30 July 2017

Review: Charlie's Angels / Charlie's Angels: Full Throttle

(Dir: McG, 2000 / 2003)

Everything about this pair of films is ridiculous. Let's make that clear from the outset. But that's an intended part of their charm – if indeed you believe they possess any charm. Although in reality it's hard to argue with the charm that Drew Barrymore's Dylan, Lucy Liu's Alex and Cameron Diaz's Natalie offer, as the titular angels. They are almost the sole reasons these are fun films to watch, as their effervescent energy makes us laugh and makes us believe they can do anything. There's no reason to think they couldn't stop any criminal with their impressive skillset and seemingly endless bag of tricks. Which means two things you're never in any doubt that they will win, so any threat feels meaningless (especially by the time you get to Full Throttle), and it forces the film into the most utterly preposterous set pieces (again something more prevalent second time round). Suspending your disbelief is an important part of watching films, and the degree to which you need to do so is very much based on how the filmmakers choose to present a story, but these films go beyond that, requiring you to accept everything that's thrown at you. They (just about) get away with it because it's all pitched as fun, but that doesn't stop it becoming frustrating after a while, as one crazy scene leads to yet another. 

Both films are very much defined by the era in which they were released. CGI was getting better, hence the pushing what these girls can do, but it frequently looks like they're standing in front of a green screen. McG's background as a director of music videos is a blessing and a curse. On the plus side there's loads of fun music choices, albeit a little too much obvious signposting of what's on screen through song titles/lyrics, but these both feel like ninety minute music videos. That may entertaining at first, but it's ultimately wearying as they schizophrenically jump all over the place. Both films are rife with cameos, which is a highlight, but the faces popping up definitely date it when watching back in 2017 (this also serves as a cautionary warning that no film ever needed Tom Green being Tom Green!!).

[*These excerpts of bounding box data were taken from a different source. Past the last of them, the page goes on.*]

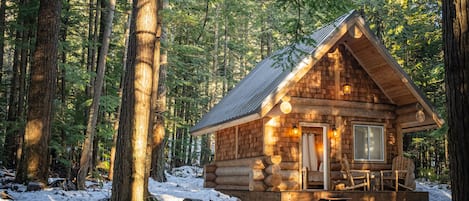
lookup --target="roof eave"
[260,11,361,117]
[356,15,445,128]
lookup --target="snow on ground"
[0,166,238,201]
[417,180,451,201]
[0,166,451,201]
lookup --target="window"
[353,125,384,161]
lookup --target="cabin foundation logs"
[204,155,300,191]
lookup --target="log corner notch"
[204,163,217,188]
[264,155,282,191]
[204,156,282,191]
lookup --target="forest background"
[0,0,449,189]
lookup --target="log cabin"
[191,11,444,200]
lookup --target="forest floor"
[0,166,451,201]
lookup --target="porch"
[219,190,429,201]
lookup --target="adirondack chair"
[380,156,415,191]
[341,154,370,191]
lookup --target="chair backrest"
[392,156,414,170]
[341,154,355,186]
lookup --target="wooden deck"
[220,190,429,201]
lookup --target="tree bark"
[443,0,469,201]
[111,0,158,201]
[4,1,34,168]
[0,0,6,83]
[77,0,116,190]
[108,1,132,181]
[150,0,169,182]
[16,0,61,183]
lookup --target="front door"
[300,124,328,190]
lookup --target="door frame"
[298,122,330,190]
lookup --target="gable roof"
[191,11,443,135]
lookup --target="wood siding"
[215,120,264,161]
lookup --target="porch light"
[280,96,292,114]
[415,103,425,123]
[342,82,352,95]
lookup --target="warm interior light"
[332,125,337,137]
[280,101,292,114]
[343,83,352,95]
[292,125,299,136]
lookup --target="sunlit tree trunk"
[111,0,158,201]
[4,0,35,168]
[0,0,6,86]
[108,0,131,180]
[77,0,116,189]
[16,0,61,183]
[443,0,469,201]
[150,0,168,182]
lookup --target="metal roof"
[191,11,356,132]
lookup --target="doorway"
[300,123,329,190]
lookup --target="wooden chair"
[380,156,415,191]
[341,155,370,191]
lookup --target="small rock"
[0,191,15,200]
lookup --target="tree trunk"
[0,0,6,83]
[4,1,34,168]
[111,0,158,201]
[150,0,169,182]
[16,0,61,183]
[77,0,116,190]
[108,2,131,181]
[443,0,469,201]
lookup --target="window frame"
[352,123,386,162]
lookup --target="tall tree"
[443,0,469,201]
[111,0,158,201]
[150,0,169,182]
[16,0,61,183]
[77,0,116,189]
[0,0,6,83]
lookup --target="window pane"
[353,125,384,161]
[368,126,384,160]
[354,126,368,160]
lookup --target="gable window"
[353,125,384,161]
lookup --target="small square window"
[353,125,384,161]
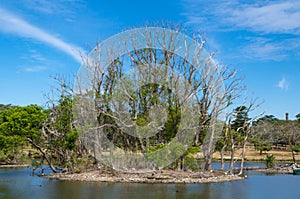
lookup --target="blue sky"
[0,0,300,118]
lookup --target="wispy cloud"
[23,66,47,72]
[241,36,300,61]
[183,0,300,35]
[182,0,300,61]
[0,8,83,63]
[277,77,289,90]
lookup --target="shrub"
[266,154,275,168]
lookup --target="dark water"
[0,168,300,199]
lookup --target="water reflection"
[0,168,300,199]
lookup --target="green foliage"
[0,105,46,162]
[250,137,272,154]
[291,141,300,152]
[66,130,78,150]
[266,154,275,168]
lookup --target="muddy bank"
[0,164,30,168]
[44,170,244,184]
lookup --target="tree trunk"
[239,133,248,175]
[229,143,234,174]
[221,144,227,171]
[292,150,296,164]
[27,138,58,173]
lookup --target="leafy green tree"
[0,105,46,163]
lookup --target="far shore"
[0,164,31,168]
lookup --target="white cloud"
[277,77,289,90]
[23,66,47,72]
[241,37,300,61]
[182,0,300,61]
[0,8,83,63]
[183,0,300,35]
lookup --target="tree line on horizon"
[0,25,300,174]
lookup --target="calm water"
[0,168,300,199]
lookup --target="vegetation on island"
[0,26,300,177]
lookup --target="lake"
[0,164,300,199]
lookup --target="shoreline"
[0,164,31,168]
[41,170,245,184]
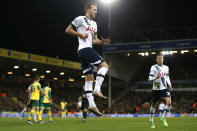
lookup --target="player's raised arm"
[65,25,88,39]
[93,35,111,45]
[148,66,161,81]
[65,16,88,39]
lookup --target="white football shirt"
[148,64,171,90]
[71,16,97,50]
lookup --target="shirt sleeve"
[71,16,83,28]
[38,84,41,90]
[94,22,97,35]
[27,84,31,90]
[166,67,172,86]
[49,89,52,99]
[148,66,155,81]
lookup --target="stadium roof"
[0,48,81,79]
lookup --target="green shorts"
[40,102,51,109]
[30,100,39,108]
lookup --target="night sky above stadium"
[0,0,197,61]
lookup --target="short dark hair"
[84,2,97,13]
[34,75,40,81]
[156,53,163,57]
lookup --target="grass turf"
[0,118,197,131]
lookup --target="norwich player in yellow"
[27,76,48,124]
[60,100,67,118]
[39,83,53,122]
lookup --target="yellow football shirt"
[31,82,41,100]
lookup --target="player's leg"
[78,48,109,98]
[83,108,88,121]
[20,107,27,120]
[46,103,53,122]
[86,93,103,116]
[150,103,156,122]
[149,91,159,128]
[27,107,36,124]
[38,105,45,121]
[94,61,109,99]
[161,90,171,126]
[61,109,65,118]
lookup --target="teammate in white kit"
[65,2,110,115]
[148,54,172,128]
[20,84,37,122]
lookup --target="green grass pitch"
[0,118,197,131]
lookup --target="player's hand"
[79,33,88,39]
[102,37,111,45]
[27,100,30,105]
[169,86,173,91]
[155,73,161,80]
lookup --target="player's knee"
[85,74,94,81]
[99,61,109,68]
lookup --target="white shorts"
[87,93,96,107]
[78,101,82,108]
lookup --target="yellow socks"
[48,112,52,121]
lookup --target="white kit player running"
[65,2,110,115]
[148,54,172,128]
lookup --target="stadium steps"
[112,83,130,106]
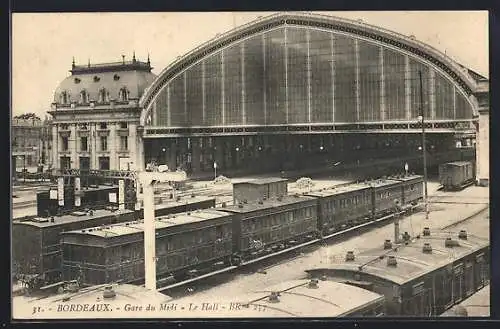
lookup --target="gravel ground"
[180,184,489,299]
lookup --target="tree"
[14,112,40,120]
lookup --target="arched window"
[80,90,89,104]
[99,88,109,103]
[59,91,69,104]
[118,87,129,102]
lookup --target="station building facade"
[49,54,155,170]
[137,14,483,177]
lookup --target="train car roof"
[389,174,424,182]
[443,161,471,166]
[176,280,384,318]
[155,195,215,209]
[307,228,489,285]
[13,209,133,228]
[222,194,314,213]
[45,184,118,192]
[304,183,370,197]
[233,177,288,185]
[363,178,400,187]
[12,284,172,319]
[62,209,231,238]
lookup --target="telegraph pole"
[418,71,429,219]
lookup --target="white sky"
[12,11,489,116]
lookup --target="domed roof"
[54,61,156,103]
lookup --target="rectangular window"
[80,137,88,151]
[61,137,68,151]
[61,157,71,169]
[99,157,109,170]
[101,136,108,151]
[120,136,128,151]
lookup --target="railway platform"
[175,183,489,300]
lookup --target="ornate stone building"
[49,54,155,170]
[11,118,44,171]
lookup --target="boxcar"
[439,161,475,190]
[62,209,232,285]
[12,209,134,284]
[222,195,317,260]
[136,195,215,219]
[175,279,384,318]
[367,179,403,217]
[305,184,374,235]
[37,185,118,217]
[390,174,424,205]
[308,230,489,316]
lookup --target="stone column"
[128,123,139,170]
[167,138,178,171]
[68,123,79,168]
[191,137,200,174]
[212,137,226,171]
[108,122,120,170]
[51,124,60,168]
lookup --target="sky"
[11,11,489,117]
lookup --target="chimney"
[269,291,280,303]
[102,286,116,299]
[394,214,399,243]
[458,230,467,240]
[384,240,392,250]
[387,256,398,267]
[444,238,458,248]
[307,279,319,289]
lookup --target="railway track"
[12,200,36,209]
[441,204,490,230]
[158,200,488,298]
[158,205,421,297]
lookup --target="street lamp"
[418,71,429,219]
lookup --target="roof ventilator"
[387,256,398,267]
[345,251,354,262]
[444,238,458,248]
[307,279,319,289]
[102,286,116,299]
[269,291,280,303]
[384,240,392,250]
[422,242,432,254]
[458,230,467,240]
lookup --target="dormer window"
[59,91,69,104]
[99,88,109,103]
[118,88,129,102]
[80,90,89,104]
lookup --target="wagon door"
[453,264,465,303]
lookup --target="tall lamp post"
[418,71,429,219]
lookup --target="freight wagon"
[61,209,233,285]
[439,161,475,190]
[307,228,490,317]
[62,177,424,284]
[12,209,134,289]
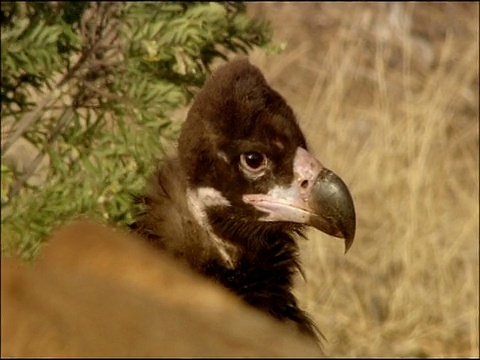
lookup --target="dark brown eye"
[240,151,268,175]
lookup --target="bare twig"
[8,107,74,199]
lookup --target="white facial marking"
[187,187,234,268]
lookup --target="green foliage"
[1,2,270,258]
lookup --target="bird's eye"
[240,151,268,175]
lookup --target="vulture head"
[132,59,355,344]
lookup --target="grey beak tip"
[312,168,356,253]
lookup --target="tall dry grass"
[249,3,479,357]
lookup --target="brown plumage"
[131,59,355,346]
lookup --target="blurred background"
[248,2,479,357]
[2,2,479,357]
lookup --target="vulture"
[130,58,356,344]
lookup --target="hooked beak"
[243,147,356,252]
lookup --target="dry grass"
[249,3,479,357]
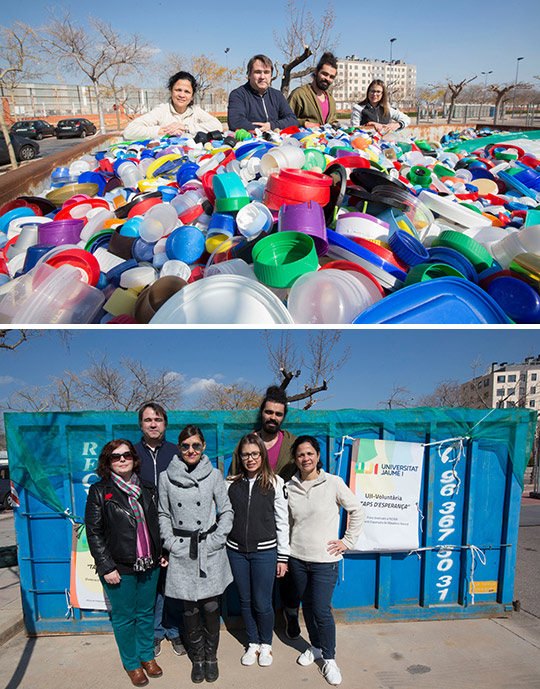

Objectively, neither Charlie's Angels nor Charlie's Angels: Full Throttle are good films, but it's impossible to deny that they aren't somewhat fun to watch. At the time these came out the TV series was a distant memory, but this was a reinvention for the MTV generation. Barrymore, Liu and Diaz are a very enjoyable trio, playing off each other well and bringing unique personalities to each character, and that primarily makes these films watchable – along with the many other decent casting choices (Murray, Moore, Rockwell, Glover, Wilson etc). But the ADD approach becomes tiresome, even if does keep things energetic and the stories moving. The first is the better of the two, but mostly because Full Throttle pushes itself too far into over-the-top territory (living up to it's name). But sometimes fun is just about enough.